Anche nella voce di lei v’era una commozione, un’elettricità di tempesta.
Silla tacque. Marina dovette comprendere, non ripetè la domanda. Si vide al chiarore dei lampi un denso velo bianco a levante, una furia di piova in Val... Non veniva però avanti: la rabbia del vento e delle onde diminuiva rapidamente. “
Pag. 165 : il dionisismo sentimentale ( o anche il sentimento religioso tra Moloch e De Sade espresso in Salammbo ), la divinità che adora Marina è un dio “ benefico e terribile come il sole “. L’amore è “… amore fatale che l’avrebbe esaltata tutta, anima e sensi, oltre alla torbida natura umana. “
Marina – Salomé ama d’un amore negativo, ossessivamente protesa alla distruzione dell’amato, del nemico. Amore – odio, che sfocia nella follia o nell’atto folle : il bacio della testa decapitata di Giovanni il Battista.
Fogazzaro è un grande paesaggista, la descrizione dell’Orrido è mirabile. E’ suggestiva la lettura di questa descrizione dopo aver ascoltato ( quando ancora le note echeggiano nella memoria ) il Baccanale del Tannhauser di Richard Wagner ( ultima parte ).

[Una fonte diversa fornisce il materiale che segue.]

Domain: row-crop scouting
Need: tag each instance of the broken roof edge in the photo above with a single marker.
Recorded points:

Pag. 214, mirabile descrizione dell’Orrido :
“ Presto si giunge a un gomito del fiume. Non più sole, non più verde, non più riso d’acque: immani fauci di pietra vi si spalancano in viso e vi fermano con il ruggito sordo che n’esce, con il freddo alito umido che annera là in fondo la gola mostruosa. Il ruggito vien su dalle viscere profonde; l’acqua passa per la bocca degli scogli, grossa, cupa, ma silenziosa. Una sdrucita barchetta è lì incatenata a un anello infisso nella rupe. Porta due persone oltre il barcaiuolo. Si risale la corrente con quella barchetta che pare non voler saperne, torce il muso ora a destra ora a sinistra e scapperebbe indietro senza la pertica di Caronte. Il fragore cresce; la luce manca. Si passa tra due rupi nere, qua rigonfie come strane vegetazioni, gemme enormi della pietra, là cave e stillanti come coppe capovolte; tutte rigate ad intervalli eguali, scolpite a gengive su gengive dal fondo alla cima. In alto, il cielo si restringe via via tra scoglio e scoglio, e scompare. La barchetta salta in una fessura buia, piena d’urla, si dibatte, urta a destra, urta a sinistra, folle di spavento, sotto gli archi echeggianti della pietra che, morsa nelle viscere dal flutto veloce, si slancia in alto, si contorce. Dal sottilissimo strappo che fende il manto boscoso di quelle rupi filtra nelle tenebre un verdognolo albore, un lividore spettrale che macchia cadendo le sporgenze della roccia, vien meno di sasso in sasso e si perde prima di toccar l’acqua verde cupa; si direbbe un raggio di luce velata di nuvole, sull’alba.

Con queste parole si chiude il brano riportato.